Asymmetric and Symmetric Tradeoffs
Asymmetric encryption is far slower than symmetric encryption, and is also weaker per bit of key length. The strength of asymmetric encryption is the ability to securely communicate without pre-sharing a key.
Table 4.11 compares symmetric and asymmetric algorithms based on key length. Note that systems based on discrete logarithms and factoring prime numbers are far weaker per bit of key length than symmetric systems such as Triple DES and AES. Elliptic Curve fares much better in comparison but is still twice as weak per bit compared to AES.
Table 4.11 Symmetric vs. Asymmetric Strength [36].
| Symmetric Key Length | Symmetric Algorithm | Discrete Logarithm Equivalent Key Length | Factoring Prime Numbers Equivalent Key Length | Elliptic Curve Equivalent Key Length |
|---|---|---|---|---|
| 112 | 3TDES | 2048 | 2048 | 224–255 |
| 128 | AES | 3072 | 3072 | 256–283 |
| 192 | AES | 7860 | 7860 | 384–511 |
| 256 | AES | 15360 | 15360 | 512+ |
Asymmetric and symmetric encryptions are typically used together: use an asymmetric algorithm such as RSA to securely send someone an AES (symmetric) key. The symmetric key is called the session key; a new session key may be retransmitted periodically via RSA.
This approach leverages the strengths of both cryptosystems. Use the slower and weaker asymmetric system for the part that symmetric encryption cannot do: securely pre-share keys. Once shared, leverage the fast and strong symmetric encryption to encrypt all further traffic.
Quantum Encryption
Quantum encryption leverages quantum mechanics to determine whether something has been observed. The process is built on the observer effect: “The observer effect is the fact that observing a situation or phenomenon necessarily changes it. Observer effects are especially prominent in physics where observation and uncertainty are fundamental aspects of modern quantum mechanics” [37].
Since observing something changes “perturbs” (changes) it, we can send an encryption key to a recipient, and the recipient can determine if it had been previously observed. While anything may be sent, a strong symmetric key is often used in this case: this is called Quantum Key Distribution (QKD). An eavesdropper who sees the key will also change it in a detectable manner. If the key was observed, send a new key. Once an unobserved key has been received, it may be safely used for encryption and sent back to the key’s sender (who also possesses the same key) for decryption.
IDQ describes quantum encryption:
- Quantum cryptography is a technology that uses quantum physics to secure the distribution of symmetric encryption keys. A more accurate name for it is quantum key distribution (QKD). It works by sending photons, which are “quantum particles” of light, across an optical link.

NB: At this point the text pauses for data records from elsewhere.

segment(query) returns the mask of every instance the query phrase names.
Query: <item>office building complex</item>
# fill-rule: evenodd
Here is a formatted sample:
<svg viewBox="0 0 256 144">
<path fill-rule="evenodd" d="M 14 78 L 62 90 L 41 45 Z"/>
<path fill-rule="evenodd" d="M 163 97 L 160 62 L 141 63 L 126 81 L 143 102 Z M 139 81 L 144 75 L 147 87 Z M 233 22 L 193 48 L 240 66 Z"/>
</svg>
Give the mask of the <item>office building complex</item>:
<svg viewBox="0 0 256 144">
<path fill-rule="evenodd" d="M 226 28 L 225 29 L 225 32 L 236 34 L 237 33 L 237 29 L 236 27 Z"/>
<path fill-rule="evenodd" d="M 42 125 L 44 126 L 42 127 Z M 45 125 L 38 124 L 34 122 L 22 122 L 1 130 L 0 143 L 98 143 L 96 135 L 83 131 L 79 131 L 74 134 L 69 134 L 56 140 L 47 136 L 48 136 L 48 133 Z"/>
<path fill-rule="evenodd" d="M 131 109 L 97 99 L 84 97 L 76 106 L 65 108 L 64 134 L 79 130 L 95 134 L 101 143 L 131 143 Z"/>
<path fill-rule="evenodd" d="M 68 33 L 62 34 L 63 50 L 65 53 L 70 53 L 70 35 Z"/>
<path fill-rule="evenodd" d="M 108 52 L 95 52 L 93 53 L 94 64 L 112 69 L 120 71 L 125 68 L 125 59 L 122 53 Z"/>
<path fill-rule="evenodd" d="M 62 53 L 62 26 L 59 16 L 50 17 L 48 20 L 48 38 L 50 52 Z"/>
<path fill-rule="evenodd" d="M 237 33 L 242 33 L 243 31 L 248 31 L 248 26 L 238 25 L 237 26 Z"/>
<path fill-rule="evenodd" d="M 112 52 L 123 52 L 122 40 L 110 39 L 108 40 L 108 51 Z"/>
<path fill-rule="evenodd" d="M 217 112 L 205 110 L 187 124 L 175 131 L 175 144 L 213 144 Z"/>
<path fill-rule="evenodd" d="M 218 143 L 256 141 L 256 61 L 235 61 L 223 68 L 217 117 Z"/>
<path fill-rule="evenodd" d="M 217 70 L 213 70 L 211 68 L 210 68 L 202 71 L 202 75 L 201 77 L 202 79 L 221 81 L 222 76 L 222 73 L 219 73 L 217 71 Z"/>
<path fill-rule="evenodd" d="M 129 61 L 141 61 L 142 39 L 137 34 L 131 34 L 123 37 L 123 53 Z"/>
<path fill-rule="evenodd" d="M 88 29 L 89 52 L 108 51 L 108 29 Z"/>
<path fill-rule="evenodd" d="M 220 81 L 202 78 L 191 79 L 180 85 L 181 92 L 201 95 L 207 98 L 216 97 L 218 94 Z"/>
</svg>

- The principles of quantum physics stipulate that observation of a quantum state causes perturbation. The various QKD protocols are designed to ensure that any attempt by an eavesdropper to observe the transmitted photons will indeed perturb the transmission. Row 2 is shifted 2 to the left.
- This perturbation will lead to transmission errors, which can be detected by the legitimate users.
- This is used to verify the security of the distributed keys [38].